Continuing the “quick&dirty” series, here’s a solution I implemented on a server where sometimes (once a week or so) mySQL just dies.

This has unknown (=still to investigate) reasons. The problems appears to happen when there is heavy load on the Apache server: spikes are unusual and they’re made by malicious scanner probably. Still, the mySQL server shouldn’t die but just respond slowly, as it’s under heavy load because it powers some web sites on that server. This has to be investigated, of course.

I the meanwhile, mySQL server has to be up and Apache has to be responsive. Without implementing a “professional” solution with all the bells and whistles, a thing that can be done is to create a simple watchdog script in Perl.

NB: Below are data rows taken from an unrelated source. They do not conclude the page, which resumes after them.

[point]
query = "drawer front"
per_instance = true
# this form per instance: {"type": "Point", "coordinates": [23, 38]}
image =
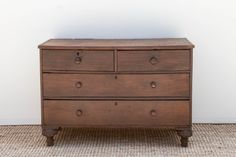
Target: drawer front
{"type": "Point", "coordinates": [78, 60]}
{"type": "Point", "coordinates": [110, 85]}
{"type": "Point", "coordinates": [124, 113]}
{"type": "Point", "coordinates": [153, 60]}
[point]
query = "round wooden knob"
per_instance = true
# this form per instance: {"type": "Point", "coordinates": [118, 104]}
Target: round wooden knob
{"type": "Point", "coordinates": [153, 60]}
{"type": "Point", "coordinates": [79, 113]}
{"type": "Point", "coordinates": [153, 112]}
{"type": "Point", "coordinates": [78, 84]}
{"type": "Point", "coordinates": [78, 60]}
{"type": "Point", "coordinates": [153, 84]}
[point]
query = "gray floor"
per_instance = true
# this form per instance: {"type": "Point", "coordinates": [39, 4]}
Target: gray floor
{"type": "Point", "coordinates": [207, 140]}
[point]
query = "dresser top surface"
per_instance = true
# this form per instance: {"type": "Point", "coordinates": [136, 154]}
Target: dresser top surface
{"type": "Point", "coordinates": [157, 43]}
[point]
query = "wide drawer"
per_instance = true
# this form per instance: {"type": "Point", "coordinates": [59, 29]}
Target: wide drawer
{"type": "Point", "coordinates": [77, 60]}
{"type": "Point", "coordinates": [110, 85]}
{"type": "Point", "coordinates": [120, 113]}
{"type": "Point", "coordinates": [153, 60]}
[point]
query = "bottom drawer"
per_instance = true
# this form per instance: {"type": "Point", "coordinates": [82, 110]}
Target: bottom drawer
{"type": "Point", "coordinates": [116, 113]}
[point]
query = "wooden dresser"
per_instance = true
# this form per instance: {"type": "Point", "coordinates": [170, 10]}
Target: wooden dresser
{"type": "Point", "coordinates": [116, 83]}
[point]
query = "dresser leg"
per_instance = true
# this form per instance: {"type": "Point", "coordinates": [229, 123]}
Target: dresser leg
{"type": "Point", "coordinates": [184, 135]}
{"type": "Point", "coordinates": [49, 133]}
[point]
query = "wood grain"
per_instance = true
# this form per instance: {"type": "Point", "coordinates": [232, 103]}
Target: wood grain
{"type": "Point", "coordinates": [126, 85]}
{"type": "Point", "coordinates": [158, 43]}
{"type": "Point", "coordinates": [147, 113]}
{"type": "Point", "coordinates": [69, 60]}
{"type": "Point", "coordinates": [153, 60]}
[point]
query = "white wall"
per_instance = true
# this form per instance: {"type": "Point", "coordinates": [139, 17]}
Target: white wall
{"type": "Point", "coordinates": [209, 24]}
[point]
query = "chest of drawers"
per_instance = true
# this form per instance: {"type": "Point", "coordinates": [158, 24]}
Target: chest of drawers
{"type": "Point", "coordinates": [116, 83]}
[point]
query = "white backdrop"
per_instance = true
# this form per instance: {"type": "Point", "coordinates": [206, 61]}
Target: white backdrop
{"type": "Point", "coordinates": [209, 24]}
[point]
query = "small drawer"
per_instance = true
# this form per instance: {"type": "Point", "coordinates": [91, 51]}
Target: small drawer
{"type": "Point", "coordinates": [120, 85]}
{"type": "Point", "coordinates": [156, 60]}
{"type": "Point", "coordinates": [81, 60]}
{"type": "Point", "coordinates": [120, 113]}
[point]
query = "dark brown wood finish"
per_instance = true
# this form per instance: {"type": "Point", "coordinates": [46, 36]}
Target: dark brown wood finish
{"type": "Point", "coordinates": [116, 83]}
{"type": "Point", "coordinates": [153, 60]}
{"type": "Point", "coordinates": [66, 60]}
{"type": "Point", "coordinates": [116, 113]}
{"type": "Point", "coordinates": [125, 85]}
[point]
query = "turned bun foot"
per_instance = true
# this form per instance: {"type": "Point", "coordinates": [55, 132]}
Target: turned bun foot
{"type": "Point", "coordinates": [184, 135]}
{"type": "Point", "coordinates": [49, 133]}
{"type": "Point", "coordinates": [184, 141]}
{"type": "Point", "coordinates": [50, 141]}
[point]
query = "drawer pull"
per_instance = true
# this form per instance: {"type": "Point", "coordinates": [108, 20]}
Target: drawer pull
{"type": "Point", "coordinates": [153, 84]}
{"type": "Point", "coordinates": [78, 84]}
{"type": "Point", "coordinates": [153, 112]}
{"type": "Point", "coordinates": [153, 60]}
{"type": "Point", "coordinates": [79, 113]}
{"type": "Point", "coordinates": [78, 60]}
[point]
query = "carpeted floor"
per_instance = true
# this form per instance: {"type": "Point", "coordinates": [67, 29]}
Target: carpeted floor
{"type": "Point", "coordinates": [207, 140]}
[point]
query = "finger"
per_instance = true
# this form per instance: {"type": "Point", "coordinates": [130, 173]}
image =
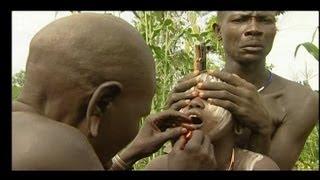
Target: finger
{"type": "Point", "coordinates": [179, 145]}
{"type": "Point", "coordinates": [185, 85]}
{"type": "Point", "coordinates": [189, 76]}
{"type": "Point", "coordinates": [206, 144]}
{"type": "Point", "coordinates": [220, 86]}
{"type": "Point", "coordinates": [226, 104]}
{"type": "Point", "coordinates": [175, 97]}
{"type": "Point", "coordinates": [223, 95]}
{"type": "Point", "coordinates": [180, 104]}
{"type": "Point", "coordinates": [212, 154]}
{"type": "Point", "coordinates": [196, 140]}
{"type": "Point", "coordinates": [171, 133]}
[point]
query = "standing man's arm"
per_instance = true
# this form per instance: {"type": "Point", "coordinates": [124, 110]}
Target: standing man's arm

The following script is made for Gentoo Linux, but it should trivial to adapt it to any Unix variant.

use Email::Address;
use Email::MIME;
use Email::Sender::Transport::Sendmail;
use Email::Sender::Simple qw/sendmail/;
use version;
use Arthas::Defaults::520;

our $VERSION = qv(1.0);
our $BASE = '/root/bin';
our $transport;
our $config = { };

lock_session();
configure();
chh();
unlock_session();

sub lock_session {
    die "Existing lock file" if -e "$BASE/checkhealth.lock";
    open (my $lfh, '>', "$BASE/checkhealth.lock") or die "Can't lock";
    print $lfh "PID\n";
    close $lfh;
} 

sub configure {
    $transport = Email::Sender::Transport::Sendmail->new;
}

sub chh {
    # Get all mySQL and Apache processes
    my @processes = split m/\n/xs, `/bin/ps ax`;
    my @p_mysql = grep { $_ =~ m/mysqld/xs } @processes;
    my @p_apache = grep { $_ =~ m/apache/xs } @processes;
    
    # Parse uptime command output, and get system load in last minute, last 5 minutes and last 15 minutes
    my $uptime = `/usr/bin/uptime`;
    my ($ul1, $ul5, $ul15) = (0, 0, 0);
    if ( $uptime =~ m/(\d+),\d+,\s*(\d+),\d+,\s*(\d+),\d+/xs ) {
        ($ul1, $ul5, $ul15) = ($1, $2, $3);
    }

    # Server name is used when reporting via e-mail, because if we run the same script on more than one
    # server we want to know which server had a problem.
    my $uname = `/usr/bin/uname -a`;
    (undef, my $servername) = split /\s+/, $uname;

    my $body = '';

    # No mySQL process active? Restart!
    if ( !@p_mysql ) {
        $body .= "MYSQL server not active, restarting...\n\n";

        my $rsout = `/etc/init.d/mysql restart`;
	    $body .= $rsout."\n\n";
    }

    # No Apache process active? Restart! Unlikely, never happened, but I don't need to spare 5 lines of code
    if ( !@p_apache ) {
        $body .= "Apache server not active, restarting...\n\n";

        my $rsout = `/etc/init.d/apache2 restart`;
	    $body .= $rsout."\n\n";
    }

    # If load in that past minutes is over 6 (it should be 2 at most, it's a 2-core VPS)
    if ( $ul1 > 6 ) {
        $body .= "Server under heavy load, restarting Apache...\n\n";

        my $rsout = `/etc/init.d/apache2 restart`;
	    $body .= $rsout."\n\n";
    }

    # Notify, but only in case of a problem - we surely don't want to get an useless e-mail every 5 minutes or so
    if ( $body ) {
        # Add uname and uptime output, which can be useful
        $body .= "SERVER DATA:\n" . $uname . $uptime . "\n";

        my @parts = (Email::MIME->create(
            attributes => {
                encoding        => 'quoted-printable',
                content_type    => 'text/plain',
                charset         => 'UTF-8',
            },
            body_str => $body,
        ));

        my $msg = Email::MIME->create(
            header_str  => [
                From    => 'domain@cattlegrid.info',
                To      => 'mb@cattlegrid.info',
                Subject => "$servername: health notice",
            ],
            parts       => \@parts,
            );
        sendmail($msg, { transport => $transport });
    }
}

sub unlock_session {
    unlink "$BASE/checkhealth.lock" or die "Can't unlock";
}

The script is designed to be run as a cronjob, because it’s the safest thing: there is no need to ensure the script itself is always running, as it’s called every few minutes. The definition “few minutes” depend on how long you want it to check the health of the system.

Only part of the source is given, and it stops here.